Una turba di gente fu pronta ad
accoglierlo: vecchi pescatori dai visi rugosi e cotti dal sole, bambini
con
occhi trasognanti e saturi di gioia, padri e madri rincuorati come se
quello
fosse stato il loro stesso figlio.
Quando Annie era salita su quel
treno, il suo cuore le aveva schiaffeggiato in faccia che quello
sarebbe stato
un viaggio senza un ritorno.
Anche quella volta il suo cuore le
aveva detto male – ma non del tutto.
Annie dall’Arena non era mai più
tornata; stava lì, in bilico tra una manciata di incubi e
l’orlo della pazzia.
Lo stridere agghiacciante delle
rotaie del treno, Annie ora lo attendeva con speranza.
La vecchia ferrovia del Distretto
4 adesso era più funzionante che mai. Donne, uomini, con
valigie e pacchetti
erano pronti a salire non più con la paura
nell’animo.
Annie non partiva, Annie non
andava da nessuna parte.
Se ne stava lì, su una panchina ad
accarezzarsi la sporgenza del vestito giallo ocra.
Aspettava che primo o poi da uno
di quei treni scendesse il suo Finnick tutto ridente.
Aspettavano.
5. Barca*
Per quanto
si potesse ricordare del
Distretto 13, Annie sapeva che da lì non avrebbe potuto
guardare il suo adorato
mare.
Aveva provato più volte a
sbirciare attraverso le minuscole finestrelle prima che
l’attacco di Capitol
City l’avesse costretta a scendere giù in
profondità.
Nessuna barca all’orizzonte,
nessuna vela bianca a segnalare il ritorno di qualche pescatore atteso
dalla
propria famiglia.
“Quando torneremo a casa, avremo
una barca tutta nostra, Finn?” aveva sussurrato nel buio del
proprio angolino,
rannicchiata contro il petto di suo marito, con i fischi delle bombe
che le
schiaffeggiavano il cuore.
“Si, Annie. Avremo una barca tutta
nostra. Io la mattina andrò a pescare e tu sarai
lì sulla spiaggia ad
osservarmi finché non sarò un puntino
piccolissimo all’orizzonte. E tu sarai lì
al mio ritorno. Avrò un valido motivo per ritornare a casa,
da te”
Finnick le aveva sfiorato i
soffici capelli neri con le labbra e Annie aveva nascosto il viso,
premendo il
naso freddo contro il suo torace.
Per quando si potesse ricordare
del Distretto 13, Annie avvertiva ancora quel lento vibrare del
materasso
rattoppato sotto di loro, dei sibili delle bombe sopra le loro teste,
di quella
barca instabile che aveva preso il largo nel bel mezzo della tempesta
alla
ricerca di porti sicuri.
Annie guardava i minuscoli puntini
bianchi all’orizzonte, lo stridere dei gabbiani intorno a
quelle vele.
Si massaggiò il ventre con
movimenti circolari, pure linee immaginarie solcavano la pelle della
pancia
rigonfia quasi come a misurarne la distanza, la profondità,
la circonferenza.
“Si, sarebbe stata davvero una
bella barca la nostra” mormorò distogliendo gli
occhi dall’orizzonte. I loro
cuori avevano già preso il largo verso acque più
pacifiche.
6. Pesciolino
Il giorno prima dei Settantesimi
Hunger Games, Finnick le regalò un pesciolino.

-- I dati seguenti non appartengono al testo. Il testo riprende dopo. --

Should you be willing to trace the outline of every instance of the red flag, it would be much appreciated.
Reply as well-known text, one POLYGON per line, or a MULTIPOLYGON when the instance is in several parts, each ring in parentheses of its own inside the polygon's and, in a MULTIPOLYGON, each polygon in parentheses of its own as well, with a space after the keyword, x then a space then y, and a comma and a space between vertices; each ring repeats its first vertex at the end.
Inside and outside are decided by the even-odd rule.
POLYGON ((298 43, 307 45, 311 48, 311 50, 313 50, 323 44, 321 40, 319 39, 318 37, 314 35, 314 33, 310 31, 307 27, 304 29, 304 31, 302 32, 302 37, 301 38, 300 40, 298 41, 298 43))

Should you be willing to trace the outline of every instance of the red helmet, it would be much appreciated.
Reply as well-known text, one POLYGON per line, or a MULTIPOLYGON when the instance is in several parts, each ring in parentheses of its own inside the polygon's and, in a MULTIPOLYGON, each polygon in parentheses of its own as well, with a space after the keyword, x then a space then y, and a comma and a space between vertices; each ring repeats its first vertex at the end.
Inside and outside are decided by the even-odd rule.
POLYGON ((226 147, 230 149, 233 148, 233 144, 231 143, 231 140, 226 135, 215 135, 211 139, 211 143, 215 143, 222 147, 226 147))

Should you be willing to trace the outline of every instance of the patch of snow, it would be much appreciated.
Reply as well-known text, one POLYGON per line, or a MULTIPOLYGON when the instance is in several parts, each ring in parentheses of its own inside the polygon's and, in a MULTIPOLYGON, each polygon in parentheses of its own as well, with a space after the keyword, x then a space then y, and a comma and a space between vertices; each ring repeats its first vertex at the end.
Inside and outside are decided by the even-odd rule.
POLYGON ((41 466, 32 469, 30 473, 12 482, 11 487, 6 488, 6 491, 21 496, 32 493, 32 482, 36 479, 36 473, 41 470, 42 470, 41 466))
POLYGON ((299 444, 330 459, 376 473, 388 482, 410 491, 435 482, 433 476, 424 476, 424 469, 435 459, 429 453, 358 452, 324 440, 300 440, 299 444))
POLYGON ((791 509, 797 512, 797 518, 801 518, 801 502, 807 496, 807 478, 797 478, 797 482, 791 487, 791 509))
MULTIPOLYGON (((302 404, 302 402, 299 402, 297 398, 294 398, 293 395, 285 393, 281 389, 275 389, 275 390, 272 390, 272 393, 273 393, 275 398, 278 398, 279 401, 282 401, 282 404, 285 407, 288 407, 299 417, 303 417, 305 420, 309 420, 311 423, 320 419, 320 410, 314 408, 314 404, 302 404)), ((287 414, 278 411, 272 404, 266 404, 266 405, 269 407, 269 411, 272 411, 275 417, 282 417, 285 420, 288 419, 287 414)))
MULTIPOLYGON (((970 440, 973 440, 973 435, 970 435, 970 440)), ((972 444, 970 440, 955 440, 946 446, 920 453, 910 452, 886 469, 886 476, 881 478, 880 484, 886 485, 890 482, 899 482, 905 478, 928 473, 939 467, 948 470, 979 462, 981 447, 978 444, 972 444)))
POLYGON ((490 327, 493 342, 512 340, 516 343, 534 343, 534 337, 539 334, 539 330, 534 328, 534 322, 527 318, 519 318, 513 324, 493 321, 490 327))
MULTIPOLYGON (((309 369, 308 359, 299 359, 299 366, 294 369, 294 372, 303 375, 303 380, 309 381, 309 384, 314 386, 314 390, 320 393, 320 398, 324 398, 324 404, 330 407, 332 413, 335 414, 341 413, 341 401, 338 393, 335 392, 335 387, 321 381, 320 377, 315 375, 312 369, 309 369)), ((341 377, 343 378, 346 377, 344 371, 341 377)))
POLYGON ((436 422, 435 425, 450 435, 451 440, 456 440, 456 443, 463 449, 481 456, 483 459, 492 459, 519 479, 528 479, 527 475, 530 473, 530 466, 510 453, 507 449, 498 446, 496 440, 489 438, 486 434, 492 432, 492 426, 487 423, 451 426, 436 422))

Annie se lo ricordava ancora, con
le squame argentate e le pinne arancioni con una spruzzata di rosso sul
dorso.
Non era bello, aveva anche gli
occhi storti tanto che Finn, porgendoglielo nel bicchiere di vetro, lo
aveva
chiamato Sisar, come il noto
presentatore dello show televisivo che precedeva i giochi, che
quell’anno aveva
sfoggiato un look tendente al rosso mattone.
«Guarda come è buffo» - Finnick
aveva puntellato due o forse tre volte sul vetro al punto che il povero
pesciolino dalla sorte sfortunata aveva cominciato a boccheggiare
spaventato e
a scuotere le pinne tremanti.
Annie rise per l’ultima volta
ammirando il suo bel pesciolino.
Il giorno dopo del ritorno di
Annie dall’Arena, il pesciolino non c’era
più ad aspettarla.
Pianse: le lacrime si infrangevano
sulle scogliere delle sue guance rimembrando il suo adorato pesciolino.
«Quando torneremo da Capitol City,
te ne regalerò uno nuovo – te lo
prometto»
Ma Finnick non ritornò più da
Capitol City, nè Annie ebbe più modo di
ricordarsi del suo pesciolino, la mente
offuscata dalla nebbia velenosa dell’orrore dei Giochi.
Il giorno prima della fine degli
Hunger Games, Finnick aveva mantenuto la sua promessa.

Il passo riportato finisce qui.